June 14, 2017
Area(s) of Interest: AB 72 Payor Issues and Reimbursement
On July 1, 2017, a new law (AB 72, 2016) will take effect that changes the billing practices of non-contracted physicians providing non-emergent care at in-network facilities including hospitals, ambulatory surgery centers and laboratories. The law is designed to reduce unexpected medical bills when patients go to an in-network facility but receive care from an out-of-network doctor.
While patients with out-of-network benefits can consent to treatment from out-of-network providers, absent a valid consent form, health plans and insurers are required to reimburse out-of-network physicians at an interim payment rate. The interim rate is the greater of 125 percent of Medicare or the plan/insurer’s average contracted rate (ACR).
Under the new law, payors must submit their ACR data to insurance regulators by July 1, 2017.

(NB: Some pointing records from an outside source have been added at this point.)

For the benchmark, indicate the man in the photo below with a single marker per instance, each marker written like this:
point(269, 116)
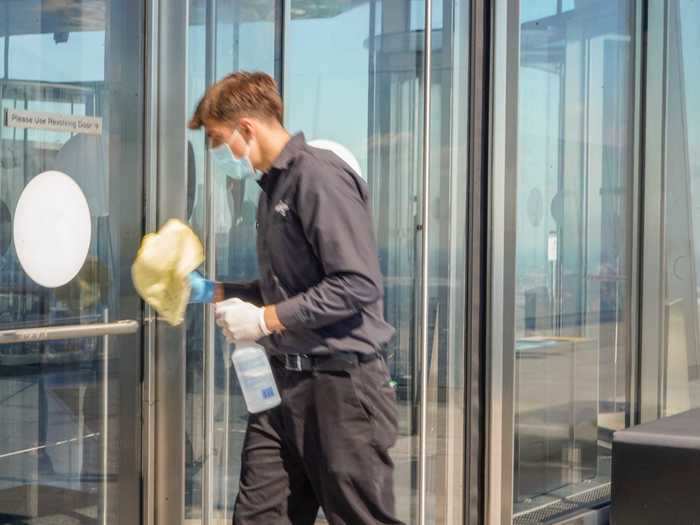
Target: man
point(317, 309)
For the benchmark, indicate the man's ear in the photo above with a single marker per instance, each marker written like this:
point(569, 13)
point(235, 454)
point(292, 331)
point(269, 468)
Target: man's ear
point(246, 127)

The California Medical Association (CMA) has been working hard to ensure that health plans and insurers do not game the system to pay artificially low reimbursement rates to physicians subject to AB 72. CMA told regulators that in order to accurately reflect an "average" of the rates, the ACR must account for the volume of claims paid at a specific contracted rate rather than simply averaging the total volume of contracts. For example, a contract that accounts for a small volume of services should not be weighted equally as a contract that accounts for 75 percent of the services provided by that payor.
CMA argued that a failure to base ACR on claims volume would result in payors having the ability to skew the data to artificially deflate the ACR and diminish the value of contracts with large groups that treat the majority of patients. CMA also expressed concern that an ACR that is below current market rate creates a disincentive for payors to contract with physicians because they can rely on the interim payment as a de facto fee schedule.

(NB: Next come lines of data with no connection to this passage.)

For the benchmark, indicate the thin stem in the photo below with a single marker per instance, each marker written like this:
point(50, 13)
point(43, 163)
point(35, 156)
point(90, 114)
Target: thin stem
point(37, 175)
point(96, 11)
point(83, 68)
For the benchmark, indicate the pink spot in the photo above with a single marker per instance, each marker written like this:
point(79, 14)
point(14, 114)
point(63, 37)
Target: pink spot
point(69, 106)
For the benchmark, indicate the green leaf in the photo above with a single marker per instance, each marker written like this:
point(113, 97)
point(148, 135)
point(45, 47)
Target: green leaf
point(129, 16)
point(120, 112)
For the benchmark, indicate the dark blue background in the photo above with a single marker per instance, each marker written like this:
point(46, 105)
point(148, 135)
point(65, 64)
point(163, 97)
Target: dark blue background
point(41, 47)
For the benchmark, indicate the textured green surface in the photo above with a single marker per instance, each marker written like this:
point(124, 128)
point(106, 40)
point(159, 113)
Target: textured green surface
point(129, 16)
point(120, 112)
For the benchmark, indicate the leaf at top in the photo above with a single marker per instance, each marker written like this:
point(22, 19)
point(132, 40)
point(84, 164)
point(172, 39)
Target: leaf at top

Consistent with CMA advocacy, the California Department of Insurance (CDI) recently issued instructions that requires insurers to calculate ACR based on claims volume paid at a specific contracted rate by CPT code in each geographic region, and requires that data to be submitted separately by market segment – individual, small group and large group. CMA is pleased that CDI has taken physician concerns seriously and is taking steps to ensure that insurers do not artificially deflate their ACR and manipulate the data for their own benefit.
The Department of Managed Health Care has yet to issue any specific instructions on this issue, but is expected to do so very soon.